Vade has detected a recent phishing attack that exploits the link redirect feature of Baidu, the Chinese cloud-service giant. First detected by Vade in August 2023, the recent phishing attack targeted a midsized financial firm based in EMEA. Only one employee of the company received the phishing email, which bypassed detection by the native security features of Microsoft 365.
In this post, we examine the attack before presenting steps to protect your organization.
The phishing campaign starts with a phishing email containing a link that directs them to a Baidu domain. If clicked, the link takes the user to a blank Baidu webpage momentarily, before using Baidu’s redirect link feature to send them to an undisclosed domain. The intended victim is redirected to an intermediary phishing page.
Baidu link detected by Vade
[Related posts] New Phishing Campaign Exploits YouTube Attribution Links, Cloudflare Captcha
The attack creates an air of legitimacy by simulating a security check. The page displays the impersonated logo of Microsoft and includes the phrases, “Checking if the site connection is secure,” and “office.com needs to review the security of your connection before proceeding.” It also displays a spinning wheel to simulate the verification process and text that reads, “Did you know that Cloudflare mitigates an average of 72 billion cyber threats, including DDoS attacks, per day?”
The source code of the page is quite simple to understand. Below is an overview of the JavaScript source code. This is used to collect the email of the victim who clicked the malicious link before being redirected to the phishing webpage. As often, the email address is used to customize the fake authentication form of the phishing webpage.
JavaScript source code
Comments are visible in the source code, and we can see another domain previously used by M365 phishers.
From this indicator of compromise, we can find a report from JOESandbox Cloud about a similar phishing attack. In that case, the attackers leveraged Microsoft Bing by using a crafted link like Baidu.

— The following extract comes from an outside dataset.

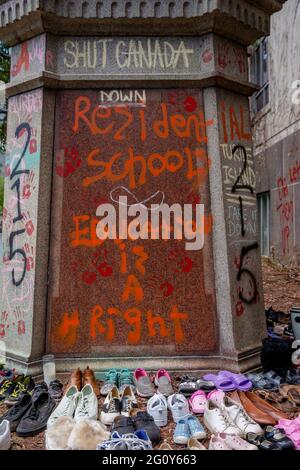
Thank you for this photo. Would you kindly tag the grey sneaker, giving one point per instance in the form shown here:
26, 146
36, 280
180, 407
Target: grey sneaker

Momentarily, the webpage auto-refreshes and takes the user to a second fake security check. The new page displays the phrase, “Please stand by while we are checking your browser.”
Second intermediary phishing page detected by Vade
Once more, the page auto-refreshes, this time indicating that the security check passed successfully. The webpage displays a green checkmark and the word, “Success” in the localized translation of the intended victim. In that case, the phishing webpage is hosted by Cloudflare. Thus, the attackers benefit from the antibot mechanism from Cloudflare.
Cloudflare antibot mechanism
[Related posts] H1 2023 Phishing and Malware Report: Phishing Threats Increase 54%
Again, the page auto-refreshes to display a fake Microsoft 365 authentication form. Unlike the previous instance of Microsoft spoofing, the phishing page is accessible via a .ru domain (i.e., the attackers have set a DNS record at Cloudflare). Vade researchers verified this domain was recently created (July 25, 2023).
Microsoft 365 fake authentication page detected by Vade
To further enhance the appearance of legitimacy, the page’s fake login form prefills with the intended victim’s email address. The webpage leaves an empty field for the victim to enter their password for credential harvesting, which can lead to an account takeover, subsequent attack, or any number of malicious purposes.
As usual, the attackers protect their webpage by using cover and redirection mechanisms (i.e., the interstitial redirect pages technique reported by Sucuri). Many email filters are likely to treat a Baidu domain as safe and pass the phishing email to the intended victim’s mailbox.
Additionally, the use of multiple intermediary pages is designed to intercept and prevent the analysis from reaching the destination phishing page. Since these pages don’t contain fields or links, they encourage filters to view them as safe. Attackers hope the analysis never reaches the destination phishing page, where the exploitation occurs and where the intended victim might ultimately travel.
Phishing attacks continue to increase in terms of volume and level of sophistication. To keep your users, business, and clients protected, you should implement several important security measures.
First, invest in an integrated email security solution that layers protection onto Microsoft 365’s native protections. That may have prevented this attack, which as described previously, bypassed Microsoft’s security filters. Next, rollout regular security awareness training that teaches users to identify and handle phishing threats, including reporting them to admins for remediation.
Also, consider other measures consistent with a strong security posture, including investing in zero-trust security solutions and implementing and enforcing password policies.